If you missed yesterday's broadcast of Bookworm with Toni Morrison (and shame on us for not alerting you to it), catch the whole thing here.
It was an interesting chat and Morrison mentioned, as many others have before, what a fantastic reader Michael Silverblatt is. It got me thinking about my own often careless reading habits, rushing through things in a mad urge to keep up. And I wondered - what are the qualities of a truly great reader?
Discuss.
Come on, goddammit!! I said DISCUSS! Where is everybody??
Posted by: TEV | February 13, 2004 at 06:37 PM
Thats a tough one. Perhaps a great reader needs at least a bit of a classical education, or an ability to reach back when discussing contemporary work.
I've worked in bookstores for fifteen years and I have very little inclination to read much outside of whats new (all part of keeping up).
A great reader probably needs to stay current and still be able to keep their Shakespeare in mind.
A great reader should read critical work as much as anything else and should probably be aware of what is happening with international reissues. Haldor Laxness and Joseph Roth come to mind here, but as you said, Mark, there's just so much
I love to clear my palate, as it were with crime fiction and I'm increasingly finding its my drink of choice, so I'm falling further behind. After slogging through a seasons worth of Canadian fiction, as good as a lot of it can be, the call of someone like Donald Westlake is pretty hard to resist.
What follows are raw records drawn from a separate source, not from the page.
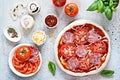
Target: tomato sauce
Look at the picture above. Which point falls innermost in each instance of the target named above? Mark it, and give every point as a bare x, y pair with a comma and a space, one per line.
26, 67
93, 59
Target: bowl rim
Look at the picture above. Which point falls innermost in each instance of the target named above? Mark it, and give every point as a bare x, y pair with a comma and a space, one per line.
8, 37
79, 22
12, 67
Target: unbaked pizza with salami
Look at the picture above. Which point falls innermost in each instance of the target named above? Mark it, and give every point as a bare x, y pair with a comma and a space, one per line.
82, 47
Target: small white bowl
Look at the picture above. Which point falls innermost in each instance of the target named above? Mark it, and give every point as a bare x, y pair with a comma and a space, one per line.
8, 36
40, 36
12, 67
80, 22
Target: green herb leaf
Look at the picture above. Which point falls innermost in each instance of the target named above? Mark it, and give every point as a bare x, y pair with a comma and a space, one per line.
108, 13
11, 30
111, 3
100, 6
93, 6
107, 73
52, 67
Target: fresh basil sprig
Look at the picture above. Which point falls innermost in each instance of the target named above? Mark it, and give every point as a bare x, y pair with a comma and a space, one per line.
107, 73
107, 6
52, 67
Maybe great readers only get great by continuing.
Posted by: | February 15, 2004 at 10:31 AM
I'm wondering if a great reader is one who enjoys and understands the book most?
Sharing with others via the spoken or written word is not necessarily what makes a great reader,but it is what makes a great critic or pundit.
I suppose that if you read with a notebook and kept a list of questions for the author, you might feel greater about reading.